Quant aux discours qui nous inspirent, nous allons plutôt chercher de l’inspiration du côté des philosophes, des scientifiques, des ONG et au sens large des « gens de bonne volonté ».
7° - Même si le roman se clôt de façon logique, pour ma part je trouve sans ambiguïté, on peut se poser la question de savoir ce que deviendront les principaux protagonistes de l’histoire. En écrivant le mot fin, est-ce que dans votre esprit vous les avez accompagnés encore un peu sur le chemin, pour voir ce qu’ils allaient faire ?

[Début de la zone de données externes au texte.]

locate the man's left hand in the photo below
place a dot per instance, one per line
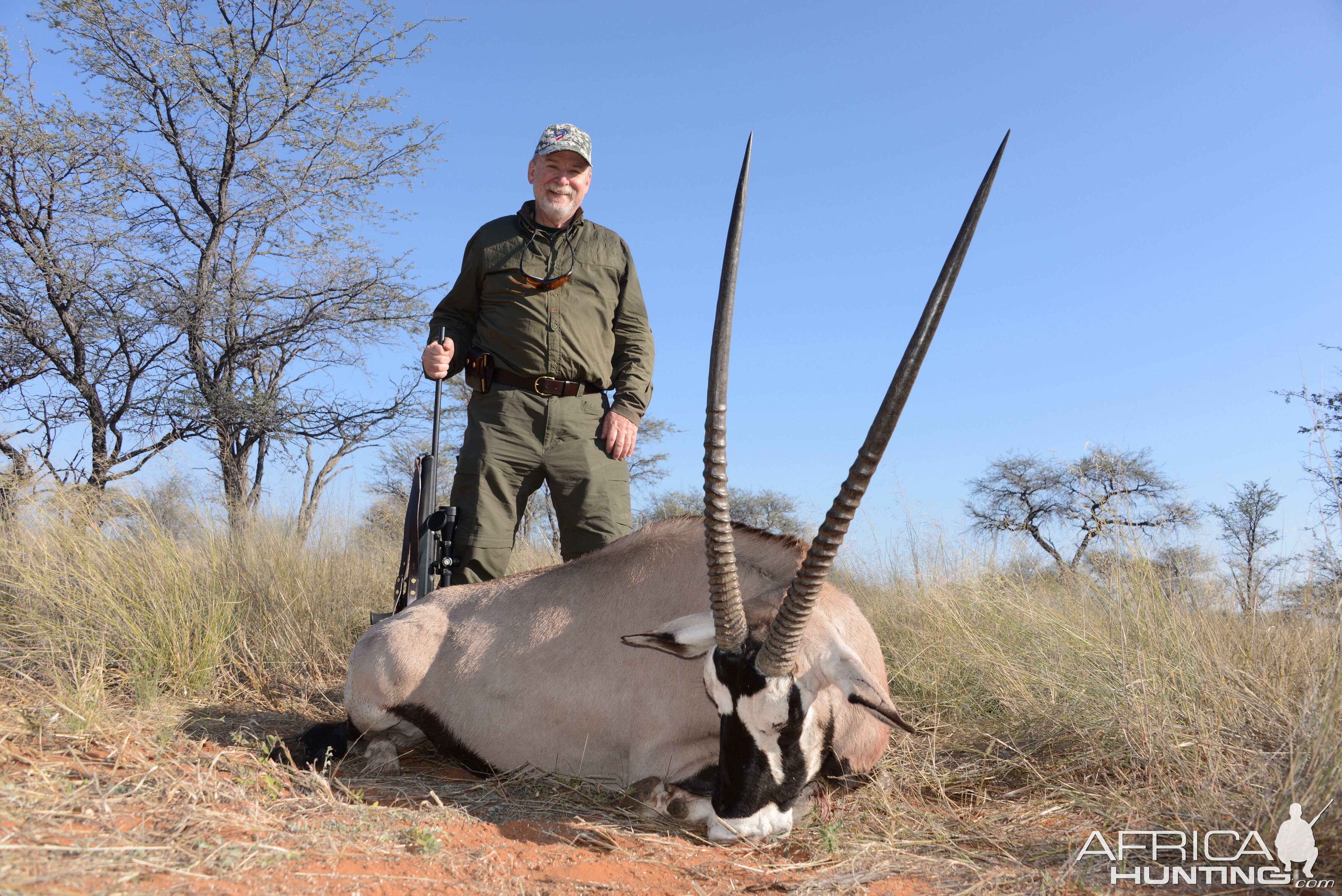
(620, 434)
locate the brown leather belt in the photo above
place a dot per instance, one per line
(547, 386)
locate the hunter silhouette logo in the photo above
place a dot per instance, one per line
(1296, 840)
(1227, 856)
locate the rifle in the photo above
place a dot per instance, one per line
(429, 533)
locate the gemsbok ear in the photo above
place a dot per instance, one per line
(845, 670)
(688, 638)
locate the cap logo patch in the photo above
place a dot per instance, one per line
(565, 137)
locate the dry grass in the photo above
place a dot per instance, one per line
(152, 670)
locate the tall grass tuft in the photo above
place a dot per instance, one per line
(1124, 695)
(128, 605)
(1117, 694)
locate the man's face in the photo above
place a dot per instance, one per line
(560, 181)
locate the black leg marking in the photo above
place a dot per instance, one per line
(427, 721)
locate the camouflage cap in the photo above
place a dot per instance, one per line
(560, 137)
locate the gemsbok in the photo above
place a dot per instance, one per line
(537, 667)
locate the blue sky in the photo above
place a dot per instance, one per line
(1160, 253)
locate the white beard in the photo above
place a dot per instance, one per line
(551, 207)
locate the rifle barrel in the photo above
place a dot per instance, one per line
(438, 416)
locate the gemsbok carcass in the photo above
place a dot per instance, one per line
(537, 668)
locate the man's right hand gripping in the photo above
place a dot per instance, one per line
(437, 359)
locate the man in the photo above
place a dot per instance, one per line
(555, 302)
(1296, 842)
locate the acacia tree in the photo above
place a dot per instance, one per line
(1101, 493)
(81, 344)
(1246, 533)
(257, 152)
(1324, 466)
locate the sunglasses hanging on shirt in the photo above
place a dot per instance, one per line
(555, 282)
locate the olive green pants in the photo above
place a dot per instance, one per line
(516, 441)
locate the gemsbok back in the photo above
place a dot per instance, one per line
(537, 668)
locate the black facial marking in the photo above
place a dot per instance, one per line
(324, 742)
(701, 782)
(885, 713)
(745, 781)
(437, 731)
(662, 642)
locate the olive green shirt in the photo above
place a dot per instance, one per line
(592, 329)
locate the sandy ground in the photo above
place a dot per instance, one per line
(140, 811)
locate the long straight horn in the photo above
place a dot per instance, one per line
(729, 618)
(780, 650)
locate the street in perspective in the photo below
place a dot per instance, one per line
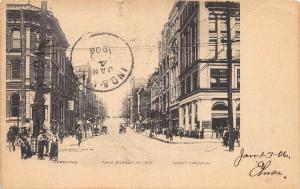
(87, 102)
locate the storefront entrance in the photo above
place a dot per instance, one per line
(219, 116)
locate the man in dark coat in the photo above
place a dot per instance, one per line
(11, 137)
(42, 141)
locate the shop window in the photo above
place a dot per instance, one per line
(15, 70)
(220, 106)
(195, 80)
(16, 39)
(14, 99)
(218, 78)
(238, 79)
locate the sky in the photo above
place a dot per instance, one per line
(138, 22)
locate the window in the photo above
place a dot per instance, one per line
(195, 80)
(220, 106)
(14, 99)
(238, 78)
(16, 39)
(218, 78)
(15, 70)
(182, 87)
(188, 84)
(190, 113)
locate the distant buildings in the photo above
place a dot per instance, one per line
(189, 89)
(61, 85)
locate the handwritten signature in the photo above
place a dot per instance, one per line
(262, 167)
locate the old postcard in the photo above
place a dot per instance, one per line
(147, 94)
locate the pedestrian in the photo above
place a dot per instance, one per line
(180, 133)
(171, 135)
(25, 147)
(47, 142)
(11, 137)
(221, 131)
(79, 136)
(42, 141)
(236, 134)
(54, 147)
(225, 137)
(61, 136)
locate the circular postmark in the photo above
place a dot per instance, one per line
(105, 58)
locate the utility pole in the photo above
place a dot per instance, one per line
(22, 72)
(229, 74)
(39, 114)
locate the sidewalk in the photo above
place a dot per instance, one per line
(72, 141)
(178, 140)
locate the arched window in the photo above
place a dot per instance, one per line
(238, 107)
(219, 106)
(16, 39)
(15, 69)
(14, 108)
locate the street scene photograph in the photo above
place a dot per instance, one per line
(120, 85)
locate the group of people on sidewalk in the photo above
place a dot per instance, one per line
(21, 137)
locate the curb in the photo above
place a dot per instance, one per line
(171, 142)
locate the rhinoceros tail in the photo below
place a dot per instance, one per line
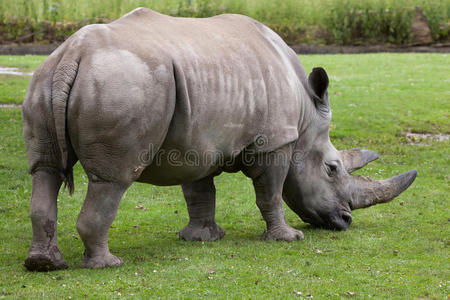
(63, 79)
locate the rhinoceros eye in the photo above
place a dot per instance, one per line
(331, 169)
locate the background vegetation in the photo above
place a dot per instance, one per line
(398, 250)
(297, 21)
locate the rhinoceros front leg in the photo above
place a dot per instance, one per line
(44, 254)
(95, 219)
(201, 204)
(268, 189)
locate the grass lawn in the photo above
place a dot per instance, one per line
(397, 250)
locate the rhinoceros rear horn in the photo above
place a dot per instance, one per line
(368, 192)
(355, 159)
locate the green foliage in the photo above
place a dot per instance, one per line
(397, 250)
(297, 21)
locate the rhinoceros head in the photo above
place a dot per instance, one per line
(319, 186)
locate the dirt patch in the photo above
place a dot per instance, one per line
(420, 139)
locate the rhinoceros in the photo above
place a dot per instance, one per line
(146, 97)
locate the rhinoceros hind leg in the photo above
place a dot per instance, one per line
(268, 189)
(201, 203)
(44, 254)
(95, 219)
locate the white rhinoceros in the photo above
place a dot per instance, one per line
(176, 101)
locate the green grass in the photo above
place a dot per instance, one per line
(14, 87)
(305, 21)
(398, 250)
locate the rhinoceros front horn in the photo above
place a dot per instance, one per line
(355, 159)
(368, 191)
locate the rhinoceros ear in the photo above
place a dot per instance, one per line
(355, 159)
(318, 83)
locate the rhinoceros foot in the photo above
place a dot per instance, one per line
(283, 233)
(104, 261)
(45, 261)
(210, 232)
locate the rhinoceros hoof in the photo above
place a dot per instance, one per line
(283, 233)
(45, 261)
(104, 261)
(210, 232)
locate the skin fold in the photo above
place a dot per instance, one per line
(177, 101)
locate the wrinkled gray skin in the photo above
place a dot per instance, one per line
(149, 82)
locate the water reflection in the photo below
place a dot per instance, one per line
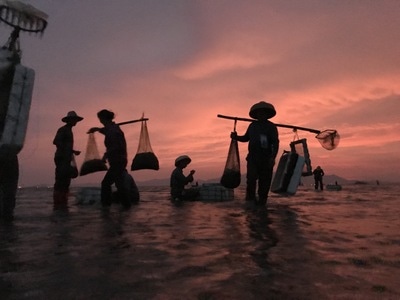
(263, 236)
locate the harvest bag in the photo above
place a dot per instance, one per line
(145, 157)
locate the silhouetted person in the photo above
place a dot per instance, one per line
(179, 180)
(262, 136)
(117, 157)
(64, 141)
(318, 174)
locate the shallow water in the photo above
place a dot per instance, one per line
(314, 245)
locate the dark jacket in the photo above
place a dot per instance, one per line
(263, 139)
(64, 141)
(115, 144)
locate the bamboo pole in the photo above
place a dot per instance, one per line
(132, 121)
(278, 125)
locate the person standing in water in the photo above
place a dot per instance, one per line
(263, 139)
(318, 174)
(64, 141)
(117, 157)
(179, 180)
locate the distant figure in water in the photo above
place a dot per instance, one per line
(318, 174)
(179, 180)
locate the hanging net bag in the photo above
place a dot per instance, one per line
(329, 139)
(93, 162)
(145, 157)
(231, 176)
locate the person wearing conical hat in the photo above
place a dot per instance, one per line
(117, 157)
(179, 180)
(64, 142)
(263, 139)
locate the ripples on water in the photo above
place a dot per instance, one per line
(328, 244)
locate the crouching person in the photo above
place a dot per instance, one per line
(179, 180)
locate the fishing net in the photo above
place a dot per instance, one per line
(300, 147)
(93, 162)
(231, 176)
(145, 157)
(329, 139)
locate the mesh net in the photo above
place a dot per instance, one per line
(329, 139)
(92, 162)
(145, 157)
(231, 176)
(300, 147)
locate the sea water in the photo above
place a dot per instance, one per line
(313, 245)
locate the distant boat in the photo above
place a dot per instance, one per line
(333, 187)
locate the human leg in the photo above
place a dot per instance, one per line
(252, 176)
(62, 183)
(264, 182)
(106, 195)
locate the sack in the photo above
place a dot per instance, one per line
(92, 162)
(74, 169)
(231, 176)
(145, 157)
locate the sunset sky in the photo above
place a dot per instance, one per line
(322, 64)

Nous avons écrit 14 romans ensemble. Nos personnages continuent de vivre dans nos têtes, et nous allons souvent en récupérer un pour nos écrits suivants. C’est d’ailleurs encore le cas pour le roman sur lequel nous travaillons en ce moment. Il y aura des personnages nouveaux, mais il y aura aussi des personnages de notre série W3, qui sont en lien avec des personnages de Et le mal viendra et Islanova.
Dans la vie, nos familles sont peu nombreuses (la faute aux deux guerres mondiales), c’est peut-être pour cette raison que nous avons une grande famille de personnages qui nous accompagnent au quotidien.
8° - Un petit mot de la fin ?
Un grand mot, peut-être même un gros mot !
Agissons !
N’en déplaise à la moitié CamHug qui pense que l’avenir du monde basculera dans l’horreur, nous voulons voir nos enfants s’engager dans une révolution des mentalités. Il reste de l’espoir, et même s’il n’en reste pas, nous n’avons pas le droit de ne rien faire.
C’est pour cette raison que nous avons écrit Et le mal viendra. Pour contribuer à notre petite échelle à cette prise de conscience.
Espérons qu’il en ressortira quelque chose.
Merci beaucoup d’avoir accepté de jouer le jeu !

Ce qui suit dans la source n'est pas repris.